The debacle occurred following the Aug. 23 announcement by the British Airline Pilots Association (BALPA) that it plans to strike in pursuit of a pay claim on Sept. 9, 10 and 27.

BA immediately said it would offer refunds and rebookings for passengers booked on flights canceled as a result of the strikes.

Within 24 hours, however, the UK media was filled with reports from irate passengers who had booked replacement flights with other airlines after receiving emails from BA that their flights had been canceled on nonstrike days … only to receive another email hours later informing them their original flights would go ahead.

Passengers said they had struggled to contact BA via email or telephone to seek clarity on the problem.

According to the BBC Aug. 26, thousands of passengers complained of being unable to contact BA customer services as the airline attempted to work through a backlog of 40,000 calls.

The latest public relations problem—ironically on the weekend the airline marked its 100th anniversary—came just two weeks after a major IT outage at the airline left thousands of passengers delayed or facing cancellations at the height of the European holiday season.

The carrier has experienced several major IT failures in the past few years and is appealing a record £183 million ($224 million) fine by the UK’s data regulator after a hack compromised the personal details of an estimated 500,000 customers.

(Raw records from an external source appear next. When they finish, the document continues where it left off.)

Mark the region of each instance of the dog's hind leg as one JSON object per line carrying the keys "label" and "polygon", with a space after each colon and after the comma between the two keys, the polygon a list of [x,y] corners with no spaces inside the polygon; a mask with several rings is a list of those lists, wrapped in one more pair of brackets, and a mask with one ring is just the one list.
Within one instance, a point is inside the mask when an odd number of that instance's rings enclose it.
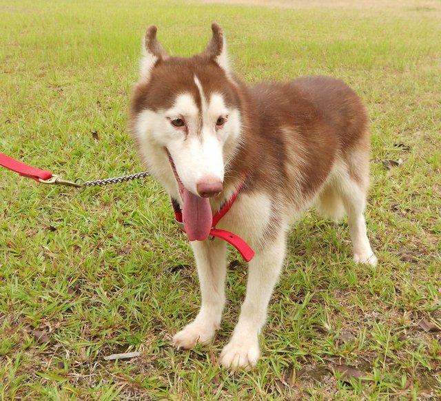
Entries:
{"label": "dog's hind leg", "polygon": [[225,367],[255,366],[260,356],[258,333],[267,317],[267,308],[285,254],[285,233],[257,251],[249,263],[247,296],[229,342],[220,354]]}
{"label": "dog's hind leg", "polygon": [[194,320],[173,338],[178,348],[189,349],[208,342],[219,328],[225,302],[225,282],[227,272],[226,244],[218,239],[194,241],[202,304]]}
{"label": "dog's hind leg", "polygon": [[339,187],[339,192],[347,214],[353,248],[353,260],[358,263],[376,266],[378,259],[367,238],[364,216],[367,185],[357,182],[348,173],[345,179],[340,181]]}

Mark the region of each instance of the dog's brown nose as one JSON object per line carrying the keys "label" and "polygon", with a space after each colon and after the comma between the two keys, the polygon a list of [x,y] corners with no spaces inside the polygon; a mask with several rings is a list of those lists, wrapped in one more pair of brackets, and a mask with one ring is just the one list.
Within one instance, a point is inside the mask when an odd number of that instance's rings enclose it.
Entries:
{"label": "dog's brown nose", "polygon": [[203,181],[198,183],[196,185],[196,189],[199,196],[201,196],[202,198],[211,198],[212,196],[216,196],[222,192],[222,181]]}

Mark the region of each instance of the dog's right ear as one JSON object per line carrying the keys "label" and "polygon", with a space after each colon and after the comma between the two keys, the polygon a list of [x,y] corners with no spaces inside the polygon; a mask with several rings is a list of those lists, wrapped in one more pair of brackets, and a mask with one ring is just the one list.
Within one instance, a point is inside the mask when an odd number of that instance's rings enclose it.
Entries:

BA customer service staff were left picking up the pieces following the latest IT problem. “We are sorry that some customers received an email in error to say that their flight had been canceled on nonstrike days,” a BA spokeswoman Aug. 26 said. “We emailed all those customers within a few hours to clarify that their flight will go ahead as planned.

“We are sorry for any confusion and inconvenience this has caused. We would encourage anyone who has incurred any expenses as a direct result to get in touch, and we will deal with each case on an individual basis.”